A short life of the author
Ruth Ozeki (b. 12 March 1956) was born Ruth Lounsbury in New Haven, Connecticut, to a Japanese mother and an American father. She studied English and Asian Studies at Smith College, and is a Zen Buddhist priest in the Soto tradition.
Life and Career
My Year of Meats (1998) — about a Japanese-American filmmaker making a documentary about American beef for Japanese television, who uncovers the hormones and antibiotics in the U.S. meat industry — is her debut: funny, angry, and deeply researched.

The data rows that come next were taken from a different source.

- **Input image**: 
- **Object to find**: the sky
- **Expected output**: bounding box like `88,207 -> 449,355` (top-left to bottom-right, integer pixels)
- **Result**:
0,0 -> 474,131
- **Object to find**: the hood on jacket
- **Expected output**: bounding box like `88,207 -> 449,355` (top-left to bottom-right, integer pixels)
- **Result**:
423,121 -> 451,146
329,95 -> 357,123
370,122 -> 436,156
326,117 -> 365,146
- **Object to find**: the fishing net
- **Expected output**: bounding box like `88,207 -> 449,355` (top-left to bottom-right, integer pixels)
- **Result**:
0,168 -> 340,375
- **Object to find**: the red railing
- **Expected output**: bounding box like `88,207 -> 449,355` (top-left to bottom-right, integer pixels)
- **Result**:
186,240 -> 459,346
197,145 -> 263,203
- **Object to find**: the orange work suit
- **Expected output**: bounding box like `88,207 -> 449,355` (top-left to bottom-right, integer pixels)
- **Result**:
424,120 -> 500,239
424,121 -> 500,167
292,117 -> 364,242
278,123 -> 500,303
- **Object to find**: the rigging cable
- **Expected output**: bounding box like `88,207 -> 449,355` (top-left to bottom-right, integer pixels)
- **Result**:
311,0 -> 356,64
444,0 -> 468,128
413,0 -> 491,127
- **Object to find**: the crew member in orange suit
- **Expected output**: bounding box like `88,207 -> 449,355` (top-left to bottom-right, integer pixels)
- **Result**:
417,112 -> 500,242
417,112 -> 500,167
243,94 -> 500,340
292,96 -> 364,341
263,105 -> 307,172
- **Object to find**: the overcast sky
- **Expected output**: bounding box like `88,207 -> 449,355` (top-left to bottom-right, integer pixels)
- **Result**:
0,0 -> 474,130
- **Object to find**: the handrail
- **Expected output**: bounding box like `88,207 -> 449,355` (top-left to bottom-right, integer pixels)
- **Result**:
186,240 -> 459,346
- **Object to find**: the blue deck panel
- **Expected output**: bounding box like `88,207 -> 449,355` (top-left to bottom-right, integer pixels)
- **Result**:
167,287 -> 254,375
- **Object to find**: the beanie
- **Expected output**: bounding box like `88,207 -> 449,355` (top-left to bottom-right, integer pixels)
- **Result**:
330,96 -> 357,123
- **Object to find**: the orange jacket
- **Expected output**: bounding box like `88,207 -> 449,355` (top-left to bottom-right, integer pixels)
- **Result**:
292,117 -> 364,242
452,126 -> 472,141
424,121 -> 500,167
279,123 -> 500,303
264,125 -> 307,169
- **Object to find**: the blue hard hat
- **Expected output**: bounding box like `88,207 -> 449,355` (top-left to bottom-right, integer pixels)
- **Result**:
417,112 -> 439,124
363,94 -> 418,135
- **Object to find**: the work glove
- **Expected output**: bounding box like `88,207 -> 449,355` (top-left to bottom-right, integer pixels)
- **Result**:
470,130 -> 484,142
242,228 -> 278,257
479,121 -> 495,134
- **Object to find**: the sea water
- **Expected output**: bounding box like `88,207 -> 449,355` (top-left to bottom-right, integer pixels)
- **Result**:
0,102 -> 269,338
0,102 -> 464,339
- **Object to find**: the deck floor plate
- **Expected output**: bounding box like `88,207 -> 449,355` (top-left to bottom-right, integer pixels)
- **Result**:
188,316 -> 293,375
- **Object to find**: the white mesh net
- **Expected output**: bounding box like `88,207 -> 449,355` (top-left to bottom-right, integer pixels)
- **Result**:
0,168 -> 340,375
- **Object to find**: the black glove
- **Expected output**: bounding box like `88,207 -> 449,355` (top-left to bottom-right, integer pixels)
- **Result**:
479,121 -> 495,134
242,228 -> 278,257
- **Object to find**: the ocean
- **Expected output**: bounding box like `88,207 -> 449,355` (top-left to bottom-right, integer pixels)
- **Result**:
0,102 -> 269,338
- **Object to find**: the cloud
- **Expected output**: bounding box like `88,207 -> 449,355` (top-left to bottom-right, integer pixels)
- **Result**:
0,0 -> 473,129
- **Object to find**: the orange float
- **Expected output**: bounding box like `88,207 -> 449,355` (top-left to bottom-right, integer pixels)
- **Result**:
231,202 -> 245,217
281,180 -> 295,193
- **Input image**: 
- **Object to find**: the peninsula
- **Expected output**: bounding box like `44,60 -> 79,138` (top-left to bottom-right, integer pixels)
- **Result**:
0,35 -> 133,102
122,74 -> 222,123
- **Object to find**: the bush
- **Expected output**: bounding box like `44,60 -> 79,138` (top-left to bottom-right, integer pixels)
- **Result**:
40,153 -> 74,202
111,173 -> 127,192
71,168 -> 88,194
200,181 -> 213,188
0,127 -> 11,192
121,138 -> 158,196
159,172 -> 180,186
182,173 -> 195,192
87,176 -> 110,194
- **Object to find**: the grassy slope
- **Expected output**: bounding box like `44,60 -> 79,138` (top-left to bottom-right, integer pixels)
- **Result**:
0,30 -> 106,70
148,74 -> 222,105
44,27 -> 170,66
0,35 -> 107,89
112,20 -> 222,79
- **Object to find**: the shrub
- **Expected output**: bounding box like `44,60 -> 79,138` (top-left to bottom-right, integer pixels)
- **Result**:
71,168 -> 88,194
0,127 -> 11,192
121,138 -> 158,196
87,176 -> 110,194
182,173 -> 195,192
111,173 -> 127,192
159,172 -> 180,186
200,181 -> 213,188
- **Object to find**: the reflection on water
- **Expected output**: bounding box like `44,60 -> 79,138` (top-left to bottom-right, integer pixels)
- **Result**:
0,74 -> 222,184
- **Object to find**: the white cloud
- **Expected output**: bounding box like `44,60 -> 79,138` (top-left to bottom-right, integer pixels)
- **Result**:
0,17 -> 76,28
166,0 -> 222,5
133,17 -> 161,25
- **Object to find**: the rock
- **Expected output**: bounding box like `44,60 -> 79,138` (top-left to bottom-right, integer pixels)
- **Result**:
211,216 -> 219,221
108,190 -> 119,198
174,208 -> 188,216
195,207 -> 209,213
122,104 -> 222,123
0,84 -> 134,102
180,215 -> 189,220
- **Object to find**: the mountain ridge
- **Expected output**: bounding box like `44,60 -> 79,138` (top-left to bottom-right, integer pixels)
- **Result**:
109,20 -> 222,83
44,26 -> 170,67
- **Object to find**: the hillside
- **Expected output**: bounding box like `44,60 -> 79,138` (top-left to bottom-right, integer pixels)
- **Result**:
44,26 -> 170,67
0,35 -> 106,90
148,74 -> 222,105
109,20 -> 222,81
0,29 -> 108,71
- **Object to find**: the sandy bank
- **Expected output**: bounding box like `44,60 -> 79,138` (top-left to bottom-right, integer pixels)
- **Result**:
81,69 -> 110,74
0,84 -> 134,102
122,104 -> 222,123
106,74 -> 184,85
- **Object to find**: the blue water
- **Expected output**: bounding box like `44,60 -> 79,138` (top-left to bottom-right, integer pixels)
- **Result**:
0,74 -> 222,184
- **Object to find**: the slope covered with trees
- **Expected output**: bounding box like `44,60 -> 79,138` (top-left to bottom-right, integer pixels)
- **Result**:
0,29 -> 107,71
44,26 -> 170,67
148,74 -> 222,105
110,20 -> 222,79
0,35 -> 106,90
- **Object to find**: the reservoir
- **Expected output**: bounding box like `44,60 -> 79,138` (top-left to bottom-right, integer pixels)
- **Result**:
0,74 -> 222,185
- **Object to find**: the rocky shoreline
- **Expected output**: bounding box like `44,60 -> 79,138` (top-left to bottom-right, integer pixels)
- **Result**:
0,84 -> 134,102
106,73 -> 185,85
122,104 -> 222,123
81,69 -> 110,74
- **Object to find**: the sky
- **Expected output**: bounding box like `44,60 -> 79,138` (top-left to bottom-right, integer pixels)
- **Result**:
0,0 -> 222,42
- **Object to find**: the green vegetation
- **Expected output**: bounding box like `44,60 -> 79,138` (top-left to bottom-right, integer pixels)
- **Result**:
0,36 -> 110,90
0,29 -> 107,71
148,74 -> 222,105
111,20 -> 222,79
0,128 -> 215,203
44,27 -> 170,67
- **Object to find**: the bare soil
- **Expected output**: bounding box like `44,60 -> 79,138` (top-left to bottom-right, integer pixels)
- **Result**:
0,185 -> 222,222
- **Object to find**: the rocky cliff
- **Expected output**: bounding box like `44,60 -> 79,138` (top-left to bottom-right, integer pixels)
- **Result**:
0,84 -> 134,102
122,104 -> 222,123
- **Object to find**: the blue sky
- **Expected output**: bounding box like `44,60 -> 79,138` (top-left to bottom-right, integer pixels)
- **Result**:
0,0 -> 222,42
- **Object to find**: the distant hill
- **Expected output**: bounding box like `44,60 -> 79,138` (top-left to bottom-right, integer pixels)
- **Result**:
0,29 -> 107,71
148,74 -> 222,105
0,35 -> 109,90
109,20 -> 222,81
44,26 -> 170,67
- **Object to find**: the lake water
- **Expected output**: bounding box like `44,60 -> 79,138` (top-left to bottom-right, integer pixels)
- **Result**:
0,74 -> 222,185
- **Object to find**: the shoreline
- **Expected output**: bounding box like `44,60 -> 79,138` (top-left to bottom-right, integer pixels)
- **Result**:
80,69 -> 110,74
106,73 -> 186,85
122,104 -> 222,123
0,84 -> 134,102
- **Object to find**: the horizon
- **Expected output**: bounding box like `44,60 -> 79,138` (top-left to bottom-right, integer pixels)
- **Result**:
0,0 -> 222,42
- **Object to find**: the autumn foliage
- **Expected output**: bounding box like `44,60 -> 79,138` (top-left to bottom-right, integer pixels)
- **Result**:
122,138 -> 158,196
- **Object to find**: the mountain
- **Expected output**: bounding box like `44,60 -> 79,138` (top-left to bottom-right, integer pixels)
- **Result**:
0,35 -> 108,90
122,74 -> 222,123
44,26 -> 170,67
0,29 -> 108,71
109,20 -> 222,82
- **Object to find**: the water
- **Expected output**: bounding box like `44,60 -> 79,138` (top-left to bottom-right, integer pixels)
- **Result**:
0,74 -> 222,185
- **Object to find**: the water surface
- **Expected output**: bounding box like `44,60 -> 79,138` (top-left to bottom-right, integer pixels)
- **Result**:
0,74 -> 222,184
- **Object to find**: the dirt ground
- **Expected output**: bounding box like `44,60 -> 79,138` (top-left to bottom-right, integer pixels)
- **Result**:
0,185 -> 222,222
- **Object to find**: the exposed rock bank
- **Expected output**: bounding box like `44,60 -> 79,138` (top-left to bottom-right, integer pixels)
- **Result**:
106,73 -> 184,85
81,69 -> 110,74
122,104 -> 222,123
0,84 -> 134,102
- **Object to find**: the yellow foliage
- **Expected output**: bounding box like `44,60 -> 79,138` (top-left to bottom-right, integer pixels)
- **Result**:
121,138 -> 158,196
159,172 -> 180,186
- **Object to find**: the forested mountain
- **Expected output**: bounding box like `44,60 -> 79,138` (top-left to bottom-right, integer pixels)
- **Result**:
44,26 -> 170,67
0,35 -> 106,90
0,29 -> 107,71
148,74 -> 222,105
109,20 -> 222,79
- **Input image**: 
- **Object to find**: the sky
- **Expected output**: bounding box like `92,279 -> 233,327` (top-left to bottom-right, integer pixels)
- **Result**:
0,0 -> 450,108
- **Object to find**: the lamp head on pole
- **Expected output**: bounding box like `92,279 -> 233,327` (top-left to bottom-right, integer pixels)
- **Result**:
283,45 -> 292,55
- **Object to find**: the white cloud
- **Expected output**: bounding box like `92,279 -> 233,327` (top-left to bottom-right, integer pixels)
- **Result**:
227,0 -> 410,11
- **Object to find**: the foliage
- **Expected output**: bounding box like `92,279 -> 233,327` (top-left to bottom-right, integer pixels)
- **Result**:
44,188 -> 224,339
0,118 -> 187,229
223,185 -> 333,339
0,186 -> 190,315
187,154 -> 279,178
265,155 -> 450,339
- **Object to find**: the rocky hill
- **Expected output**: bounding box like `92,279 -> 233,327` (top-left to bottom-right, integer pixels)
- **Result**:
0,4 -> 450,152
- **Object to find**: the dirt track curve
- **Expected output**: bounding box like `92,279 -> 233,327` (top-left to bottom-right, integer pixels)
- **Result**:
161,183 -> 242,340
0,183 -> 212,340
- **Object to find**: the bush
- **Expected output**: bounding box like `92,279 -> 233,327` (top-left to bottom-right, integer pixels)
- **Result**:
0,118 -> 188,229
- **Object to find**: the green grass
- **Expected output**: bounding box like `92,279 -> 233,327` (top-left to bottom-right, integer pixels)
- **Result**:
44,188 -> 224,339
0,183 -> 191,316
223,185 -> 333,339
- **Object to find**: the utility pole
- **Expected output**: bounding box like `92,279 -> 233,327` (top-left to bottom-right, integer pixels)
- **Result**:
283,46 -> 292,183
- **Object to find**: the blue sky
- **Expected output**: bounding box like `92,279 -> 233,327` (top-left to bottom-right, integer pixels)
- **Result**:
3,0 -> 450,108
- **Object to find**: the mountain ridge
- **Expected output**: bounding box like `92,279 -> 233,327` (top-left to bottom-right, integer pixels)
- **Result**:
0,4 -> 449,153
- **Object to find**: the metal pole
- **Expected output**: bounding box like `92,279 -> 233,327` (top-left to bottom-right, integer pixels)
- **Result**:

A Tale for the Time Being (2013) — about a Japanese-American writer on a Canadian island who finds a Hello Kitty lunchbox washed up on the beach containing the diary of a Japanese schoolgirl — was shortlisted for the Booker Prize. It weaves together Zen Buddhism, quantum physics, kamikaze pilots, and Japanese schoolgirl bullying. The Book of Form and Emptiness (2021) — about a boy who hears objects speak after his father’s death — won the Women’s Prize for Fiction.
Major Works and Themes
Ozeki writes about the interconnection of all things — food systems, Buddhist philosophy, environmental activism, and the relationship between reader and writer. Her novels are warm, intellectually curious, and structurally inventive.
Key Works
- A Tale for the Time Being (2013)
- The Book of Form and Emptiness (2021)
Collecting Ozeki
A Tale for the Time Being first edition (Viking, 2013) signed copies bring $30–$80. Ozeki continues to publish.